POLİS’in moralini yüksek tutabilmek için gereken önlemler alınmalı; özlük hakları iyileştirilmeli; özellikle yaz mevsiminde moral eğitim merkezleri (Polis Evi ve kampları), Polis Teşkilatı dışındaki bürokratlara ve onların yakınlarına tahsis edilmemeli.
     Bu kutsal davaya bir ömür vermiş emeklilerimizin yaşam koşulları da göz önüne alınarak onurlu bir şekilde ömürlerini sonlandırmalarına yardımcı olunmalıdır.
     Emekli Emniyet mensuplarına son olarak verilen “Kimlikler”, Polis Teşkilâtının onuruyla asla bağdaşmayan bir görüntü sergilemektedir.

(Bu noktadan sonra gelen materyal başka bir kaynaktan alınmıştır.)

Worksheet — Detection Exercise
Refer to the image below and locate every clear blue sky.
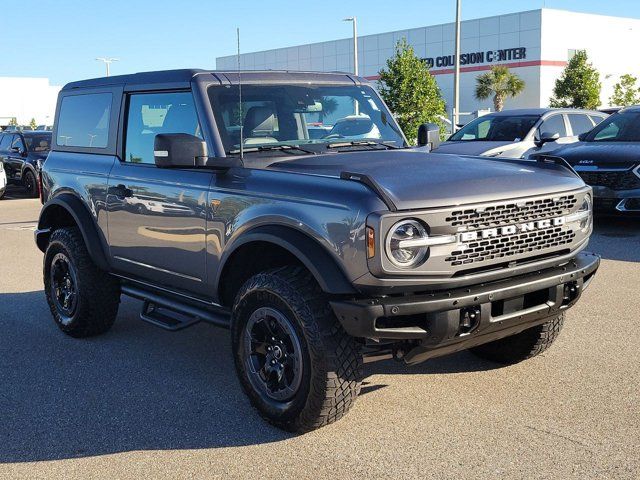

     TC Devletinin bekası için canını hiçe sayan fedakâr Türk Polisini, yıllardır “şamar oğlanı” gibi görerek kendi kusurlarının faturasını Polisimize kesmeye çalışmışlardır.
     Polis Teşkilatımızın kuruluşunun 175.Yıldönümünü en içten duygularla kutlar, üstün başarılar ve esenlikler, şehitlerimize Cenab-ı Allah’tan rahmet, gazilerimize uzun ömürler dilerim.